Tuesday, October 09, 2007

Tough times in Japan's construction industry...

...does not necessarily mean construction companies want to take part in actual construction projects, you know.

Too few bids for one in 10 public works projects
The Asahi Shimbun

By Eiji Zakoda - Nearly 1,200 public works projects, or roughly one in 10 that the central government tried to commission in fiscal 2006, were nonstarters because they didn't attract enough bidders, a survey shows.

Analysts said a more robust market for private-sector construction along with moves to end bid-rigging practices appear to explain the higher rate of projects that failed to attract a winning bid.

The Ministry of Land, Infrastructure and Transport surveyed the situation on a national basis from April after a number of regional development bureaus reported an increase in the number of projects that failed to end in a successful bid. It was the first such ministry survey.

Some of the projects received no bids at all, while in others, all of the bids exceeded the maximum price limit set by the central government.

The ministry studied 10,778 projects the central government planned to commission in fiscal 2006. Of those, 1,188 did not end with a successful bid...

Here's a fine conundrum for the labor economists: when the laws against collusive bid rigging and exceeding budgetary limits are enforced, over 10% of all projects become just too much trouble for even a perfunctory bid.

Funny thing that profit maximalization imperative--it makes even beggars choosers.

The weird corollary of all this - in the supposedly overstimulated and overcrowded construction sector, a low cost outsider could scoop up to 10% of all government contracts without bothering anyone else.

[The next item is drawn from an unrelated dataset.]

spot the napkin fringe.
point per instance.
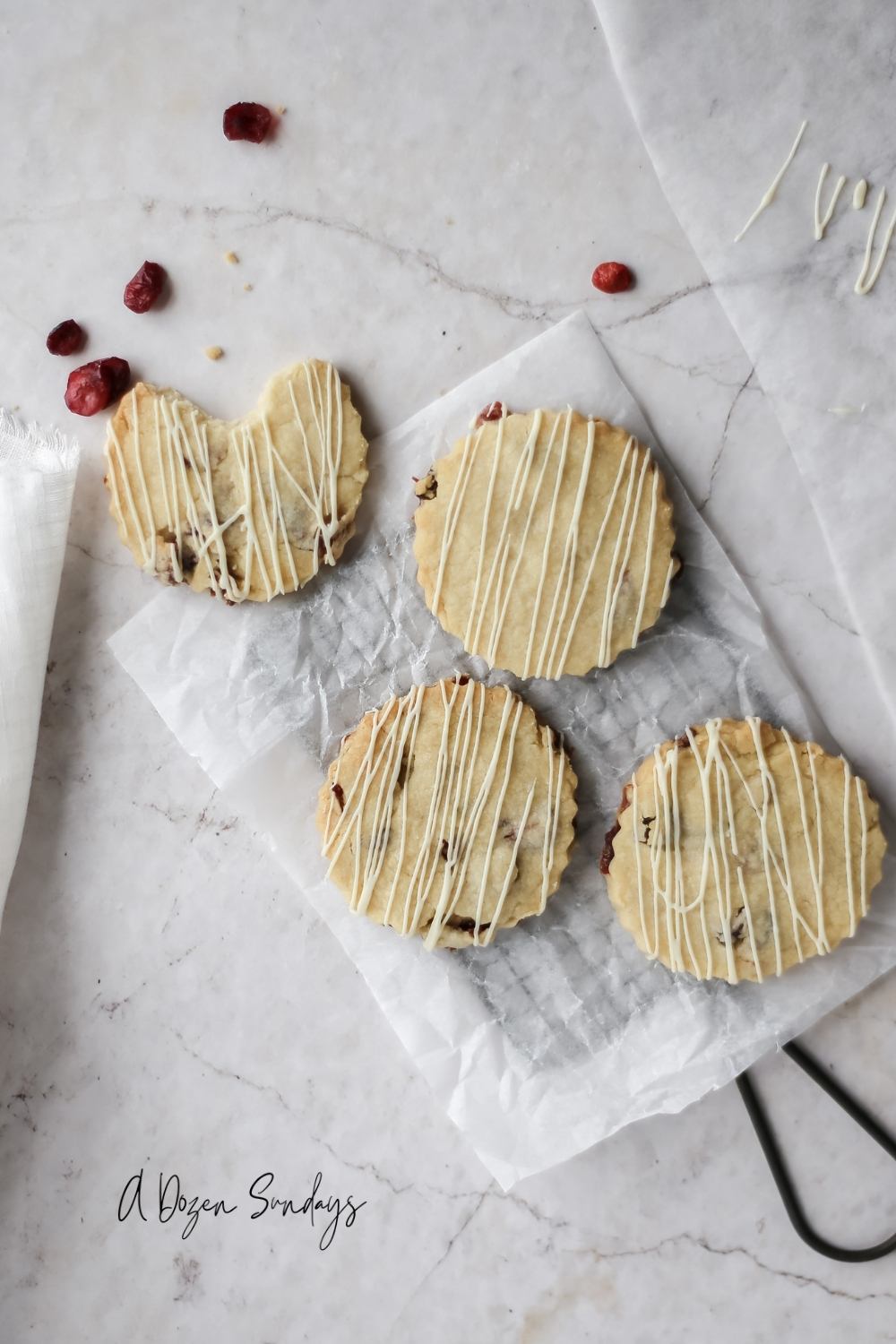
(31, 445)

I am finding it harder and harder to take seriously those who argue that at least some of Koizumi fiscal reforms will have to be rolled back...

3 comments:

Anonymous said...

Saraba dangô! Dôrokôdan no min.eika banzai! Hikui rakusatsuritsu banzai!

YY said...

It is probably indication that some contracts are not worth bidding on and common sense would dictate that they should have simply been put to non-competitive contract/order . But governments are probably banned from doing that, which makes dango a practical means of getting some of the work done.

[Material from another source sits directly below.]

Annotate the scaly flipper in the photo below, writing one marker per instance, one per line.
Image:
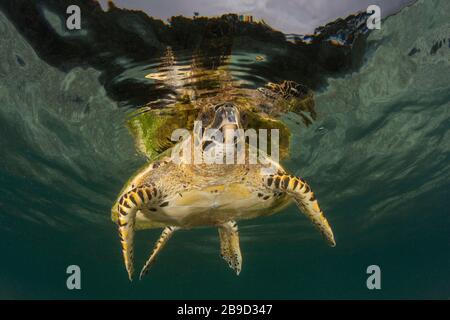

Not understanding or coping with the differences in scale of transactions also result in such stupid rules as receipts for all expenses over 1 yen (as opposed to say 1K yen or 10k yen)

MTC said...

yy -

I agree that dango, since it operated so openly (it was only in December 2005 that the Big Four construction firms finally foreswore it) must have served some socially beneficial functions on occasion.

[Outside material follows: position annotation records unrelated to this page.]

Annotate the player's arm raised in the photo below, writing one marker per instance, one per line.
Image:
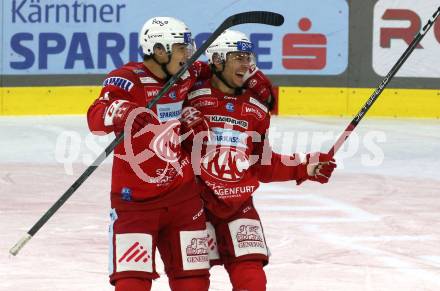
(111, 111)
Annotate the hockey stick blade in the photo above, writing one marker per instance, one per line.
(261, 17)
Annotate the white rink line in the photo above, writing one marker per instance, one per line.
(324, 204)
(400, 263)
(384, 238)
(432, 260)
(281, 208)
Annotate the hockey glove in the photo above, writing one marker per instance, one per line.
(121, 112)
(317, 167)
(193, 122)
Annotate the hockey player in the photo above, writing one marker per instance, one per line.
(238, 156)
(154, 198)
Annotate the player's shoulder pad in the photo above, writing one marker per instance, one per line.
(253, 107)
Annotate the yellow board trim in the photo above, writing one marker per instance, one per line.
(47, 100)
(421, 103)
(292, 101)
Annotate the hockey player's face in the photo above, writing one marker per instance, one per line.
(179, 56)
(237, 64)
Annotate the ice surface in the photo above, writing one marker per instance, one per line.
(375, 226)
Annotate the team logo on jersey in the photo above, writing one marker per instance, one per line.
(225, 164)
(227, 137)
(230, 107)
(228, 120)
(166, 144)
(205, 102)
(119, 82)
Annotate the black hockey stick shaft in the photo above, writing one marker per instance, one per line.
(261, 17)
(344, 136)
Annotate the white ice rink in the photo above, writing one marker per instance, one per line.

However, I find it difficult to believe that in a field as crowded as construction there is not at least one firm is so hard up for business as to offer a bid below the maximum.

The situation described in the article sounds like a more like a game of chicken between the construction firms and the government, a dango of non-bidding on marginal contracts, an attempt to force the government to switch 10% of the contracts to non-competitive contract/order.